Let your trials lead to virtue. You are not a bad parent for losing patience with your children from time to time. When we do this, we obviously feel bad. It’s normal. A small dose of “healthy guilt” helps us to work on those areas in our character that need to improve. There’s always room for improvement, right? Scripture invites us to purify our character and genuineness of faith through the different trials we experience, just as gold is refined by fire
(Peter 1:7). Let us ask God to mold us into the person He wants us to be. After all, “we are the clay, and He is our potter; we are all the work of His hand” (Isaiah 64:8).

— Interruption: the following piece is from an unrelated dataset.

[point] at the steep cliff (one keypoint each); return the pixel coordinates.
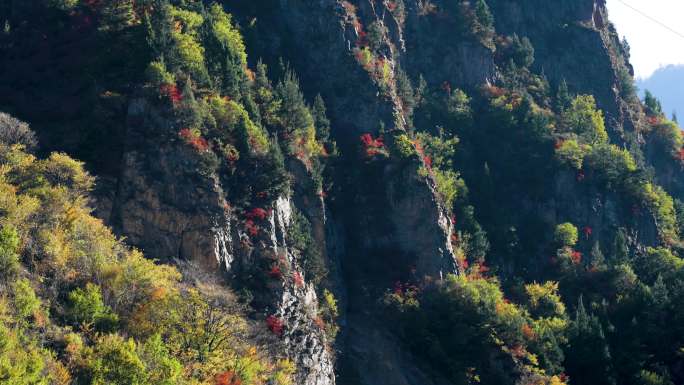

Holiness is our goal, not perfection. We can’t stress this enough: be patient with yourself, your spouse and your children. God is patient with us; we should do the same. We all mess up. It’s normal. Perfection is the thought that we can somehow learn to do and say the right thing every time. But, because of our broken nature, eventually we will make mistakes. Holiness, on the other hand, can be achieved with God’s grace. If we ask for it, we shall receive it. Holiness is initiated in Baptism and grows in us as we become more rooted in Christ through prayer, the sacraments, and good works. The foundation of holiness is love, and love is found at home with our families.
Practice forgiveness: When we spend so much time inside with one other, we are likely to get frustrated or upset. Our home should be a school of mercy, love, and forgiveness (see Mt. 18:21-22). To experience true love, we must accept the gift of God’s salvation in the person of His Beloved Son Jesus, who died for us on the cross. As Jesus forgave and died for us, we must also forgive each other and die to our selfish ways. We can practice this every single day, and as a rule, we must never go to bed before reconciling with one another (see Eph. 4:26).
We will make it through, for Jesus is always with us (Mt. 28:20)!